Clifford Hugh Douglas, 1879-1952

The Brief for the Prosecution (1945)

The Brief for the Prosecution (1945) by Clifford Hugh Douglas, 1879-1952

A geopolitical and political economic account of the time at the end of The Second World War, from a British perspective, by Major C H Douglas, proponent of Douglas Social Credit.

http://samisdat.in/books/the-brief-for-the-prosecution-1945

Preface

THE tendency to argue from the particular to the general is a special case of the sequence from materialism to collectivism. If the universe is reduced to molecules, ultimately we can dispense with a catalogue and a dictionary; all things are the same thing, and all words are just sounds—molecules in motion. That is the ultimate meaning of "Equality"—having no quality.

There is a close connection between this mental attitude and the curious failure to notice the outstanding feature of our time. We know that our society is very sick; some, at least, of the causes of the disease have been isolated; we observe the great difficulty which is experienced in obtaining effective action in any one country in regard to these social poisons; but we rarely devote any attention to the question which transcends in importance any other with which we have to deal on this earth. Why is it becoming more difficult to bring peace upon earth, and to make effective, goodwill between men? What is the dynamism which will encourage the conquest of the earth, the sea and the air, but will only permit the substitution of poverty by slavery? Why does the mouthing of the phrase "the Common Good" merely ensue in individual evil?

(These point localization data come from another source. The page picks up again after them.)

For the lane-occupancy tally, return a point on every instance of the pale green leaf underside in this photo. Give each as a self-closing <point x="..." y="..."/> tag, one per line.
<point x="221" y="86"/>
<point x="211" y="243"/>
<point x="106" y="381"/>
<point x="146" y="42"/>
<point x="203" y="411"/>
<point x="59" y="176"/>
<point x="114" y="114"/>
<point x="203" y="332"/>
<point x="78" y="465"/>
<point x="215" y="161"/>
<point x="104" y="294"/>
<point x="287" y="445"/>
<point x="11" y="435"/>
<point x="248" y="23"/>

More particularly at this time, there is a tendency to exalt War into a cause instead of a symptom. The more closely the structure and psychology of war is studied, however, the more clearly it appears that war is neither a cause nor a symptom, but a method. In the words of Clausewitz, "War is the pursuit of policy by other means." Once this fundamental idea is grasped, the fact that wars occur in the face of the expressed desire of all but a small fraction of the world's population to remain at peace, takes on a new aspect. What is it which is strong enough to plunge the world into a cataclysm of destruction at decreasing intervals, against "the common will"?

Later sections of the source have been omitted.